Tergesa-Gesa Demi Angan-Angan

tergesa-gesa

tergesa-gesa

Manusia selalu hidup dengan keinginan dan angan-angan. Darinya, muncul semangat untuk meraih apa yang diangan-angankan itu.

Selama semangat meraih impian itu berada dalam koridor yang benar, maka di sana terkandung banyak kebaikan.

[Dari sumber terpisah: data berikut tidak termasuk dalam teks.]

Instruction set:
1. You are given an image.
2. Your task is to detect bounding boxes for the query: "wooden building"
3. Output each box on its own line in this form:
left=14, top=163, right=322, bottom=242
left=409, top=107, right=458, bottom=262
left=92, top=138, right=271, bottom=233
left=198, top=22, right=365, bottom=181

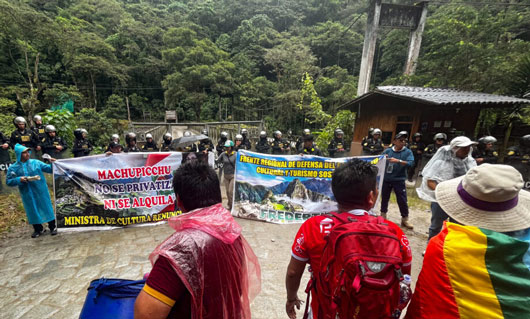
left=342, top=86, right=530, bottom=155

Bukankah yang menjadi pembeda antara kita dengan malaikat, yang menjadi salah satu alasan mengapa kita didapuk sebagai khalifah di muka bumi, adalah karena kita dikaruniai hasrat untuk terus menerus mengikhtiarkan kehidupan yang lebih baik?

Malaikat memiliki ketaatan, tapi ia tidak dibekali hasrat (syahwat) dalam urusan-urusan duniawi. Maka malaikat tak cocok diamanahi dunia.

Binatang memiliki syahwat. Tapi akal tidak punya.

Jin juga punya syahwat juga sebagian akal, tapi akalnya tak sesempurna manusia.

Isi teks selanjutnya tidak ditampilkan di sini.